Practical Implications:

  • Efficient Algorithm Injection: PBB enables the injection of new algorithmic capabilities into LLMs without the need for extensive demonstration data, which is often costly or infeasible to obtain for novel tasks.
  • Model Alignment and Safety: The ability to internalize symbolic procedures from code suggests a pathway for aligning LLM behavior with formal principles or constitutional rules, potentially improving interpretability and controllability.
  • Robustness to Data Biases: Training on code abstracts away from the idiosyncrasies of naturally occurring I/O distributions, leading to more reliable generalization across the input space.

Theoretical Implications:

  • The findings support the view that LLMs can internalize reusable, input-general algorithmic abstractions, rather than merely memorizing surface patterns or relying on heuristics.
  • The superior efficacy of code over natural language for abstraction learning raises questions about the inductive biases of current architectures and pretraining regimes.
  • The observed benefits of RL for retroactive generalization suggest that on-policy data and negative sampling play a critical role in enabling models to apply learned procedures flexibly.

Limitations and Future Directions

The study is conducted in a controlled finetuning regime with synthetic and moderately complex real-world tasks.
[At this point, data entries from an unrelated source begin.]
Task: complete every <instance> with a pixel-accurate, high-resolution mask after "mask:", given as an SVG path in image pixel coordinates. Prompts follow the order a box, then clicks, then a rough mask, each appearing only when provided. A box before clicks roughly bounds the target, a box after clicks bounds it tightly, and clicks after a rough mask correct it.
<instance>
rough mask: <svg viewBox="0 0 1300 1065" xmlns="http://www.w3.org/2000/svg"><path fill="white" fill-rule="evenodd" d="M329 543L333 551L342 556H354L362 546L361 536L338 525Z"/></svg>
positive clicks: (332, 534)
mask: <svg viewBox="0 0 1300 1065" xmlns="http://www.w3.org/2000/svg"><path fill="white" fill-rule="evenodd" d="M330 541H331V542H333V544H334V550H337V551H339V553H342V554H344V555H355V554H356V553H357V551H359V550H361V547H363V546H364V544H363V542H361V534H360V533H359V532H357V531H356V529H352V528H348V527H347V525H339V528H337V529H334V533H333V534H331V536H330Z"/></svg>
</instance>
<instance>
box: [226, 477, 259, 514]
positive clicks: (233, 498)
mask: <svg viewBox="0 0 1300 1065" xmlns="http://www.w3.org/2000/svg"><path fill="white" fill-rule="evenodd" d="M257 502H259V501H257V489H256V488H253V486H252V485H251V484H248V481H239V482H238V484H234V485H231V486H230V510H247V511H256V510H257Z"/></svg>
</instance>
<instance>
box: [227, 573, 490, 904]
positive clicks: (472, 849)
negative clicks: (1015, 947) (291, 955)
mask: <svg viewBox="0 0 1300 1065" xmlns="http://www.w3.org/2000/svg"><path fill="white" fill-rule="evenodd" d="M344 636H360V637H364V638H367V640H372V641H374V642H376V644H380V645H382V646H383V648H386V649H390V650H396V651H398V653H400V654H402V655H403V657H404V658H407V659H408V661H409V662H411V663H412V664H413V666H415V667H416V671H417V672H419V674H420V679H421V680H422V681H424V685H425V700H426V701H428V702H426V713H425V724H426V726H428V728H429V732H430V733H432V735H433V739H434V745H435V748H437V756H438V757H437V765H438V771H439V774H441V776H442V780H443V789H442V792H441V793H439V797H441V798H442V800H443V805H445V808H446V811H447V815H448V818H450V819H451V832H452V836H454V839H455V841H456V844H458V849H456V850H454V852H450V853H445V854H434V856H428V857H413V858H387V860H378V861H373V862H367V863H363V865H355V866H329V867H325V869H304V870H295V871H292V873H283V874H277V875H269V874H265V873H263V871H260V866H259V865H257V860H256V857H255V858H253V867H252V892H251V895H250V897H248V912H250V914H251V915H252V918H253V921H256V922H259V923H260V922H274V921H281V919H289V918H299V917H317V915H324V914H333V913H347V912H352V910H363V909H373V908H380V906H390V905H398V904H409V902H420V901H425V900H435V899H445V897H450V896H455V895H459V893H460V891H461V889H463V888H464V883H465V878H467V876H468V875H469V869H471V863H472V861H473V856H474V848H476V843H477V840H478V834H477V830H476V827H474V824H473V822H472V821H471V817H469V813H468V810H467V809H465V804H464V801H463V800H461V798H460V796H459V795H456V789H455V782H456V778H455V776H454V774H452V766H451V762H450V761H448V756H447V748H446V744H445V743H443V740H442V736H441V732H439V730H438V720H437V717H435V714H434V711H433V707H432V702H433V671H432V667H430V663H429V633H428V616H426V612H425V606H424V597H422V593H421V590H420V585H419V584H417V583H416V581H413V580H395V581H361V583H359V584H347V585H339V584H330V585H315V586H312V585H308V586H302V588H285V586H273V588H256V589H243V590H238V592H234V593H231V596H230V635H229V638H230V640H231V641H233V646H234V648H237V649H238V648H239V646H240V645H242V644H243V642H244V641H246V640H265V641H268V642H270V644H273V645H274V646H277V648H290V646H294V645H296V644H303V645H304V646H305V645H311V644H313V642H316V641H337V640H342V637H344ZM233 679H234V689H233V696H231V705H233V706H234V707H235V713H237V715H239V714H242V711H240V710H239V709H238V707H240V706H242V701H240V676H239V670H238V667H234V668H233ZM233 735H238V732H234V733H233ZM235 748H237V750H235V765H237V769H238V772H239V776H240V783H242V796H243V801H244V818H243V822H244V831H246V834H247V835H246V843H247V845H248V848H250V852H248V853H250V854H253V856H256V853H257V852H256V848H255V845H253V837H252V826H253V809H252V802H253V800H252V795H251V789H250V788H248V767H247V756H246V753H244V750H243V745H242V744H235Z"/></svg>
The extent to which these findings scale to pretraining on massive, heterogeneous corpora remains an open question. Additionally, while PBB is shown to be effective for relatively simple algorithms, its efficacy for more complex, multi-step procedures warrants further investigation.

Future research directions include:

  • Scaling PBB to pretraining and evaluating its impact on emergent reasoning abilities.
  • Systematic exploration of synthetic code generation to facilitate abstraction learning.
  • Investigating the alignment of LLMs to formal principles via symbolic code training.
  • Mechanistic interpretability studies to elucidate how algorithmic abstractions are represented within model weights.

Conclusion

This work provides compelling evidence that LLMs, when trained on code, acquire internal representations of algorithmic procedures that are reusable across tasks and domains. The Programming by Backprop paradigm offers a principled approach for endowing LLMs with new capabilities and improving their generalization, robustness, and alignment. The results motivate further exploration of code-centric training regimes and their implications for the development of more capable and controllable LLMs.